Generalising unit-refutation completeness and SLUR via nested input resolution

(1204.6529)
Published Apr 29, 2012 in cs.LO and cs.AI

Abstract

We introduce two hierarchies of clause-sets, SLURk and UCk, based on the classes SLUR (Single Lookahead Unit Refutation), introduced in 1995, and UC (Unit refutation Complete), introduced in 1994. The class SLUR, introduced in [Annexstein et al, 1995], is the class of clause-sets for which unit-clause-propagation (denoted by r1) detects unsatisfiability, or where otherwise iterative assignment, avoiding obviously false assignments by look-ahead, always yields a satisfying assignment.
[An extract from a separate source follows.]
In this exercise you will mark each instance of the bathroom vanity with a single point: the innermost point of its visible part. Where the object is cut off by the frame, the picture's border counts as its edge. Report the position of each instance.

It is natural to consider how to form a hierarchy based on SLUR. Such investigations were started in [Cepek et al, 2012] and [Balyo et al, 2012]. We present what we consider the "limit hierarchy" SLURk, based on generalising r1 by rk, that is, using generalised unit-clause-propagation introduced in [Kullmann, 1999, 2004]. The class UC, studied in [Del Val, 1994], is the class of Unit refutation Complete clause-sets, that is, those clause-sets for which unsatisfiability is decidable by r1 under any falsifying assignment. For unsatisfiable clause-sets F, the minimum k such that rk determines unsatisfiability of F is exactly the "hardness" of F, as introduced in [Ku 99, 04]. For satisfiable F we use now an extension mentioned in [Ansotegui et al, 2008]: The hardness is the minimum k such that after application of any falsifying partial assignments, rk determines unsatisfiability. The class UCk is given by the clause-sets which have hardness <= k. We observe that UC1 is exactly UC. UCk has a proof-theoretic character, due to the relations between hardness and tree-resolution, while SLURk has an algorithmic character. The correspondence between rk and k-times nested input resolution (or tree resolution using clause-space k+1) means that rk has a dual nature: both algorithmic and proof theoretic. This corresponds to a basic result of this paper, namely SLURk = UC_k.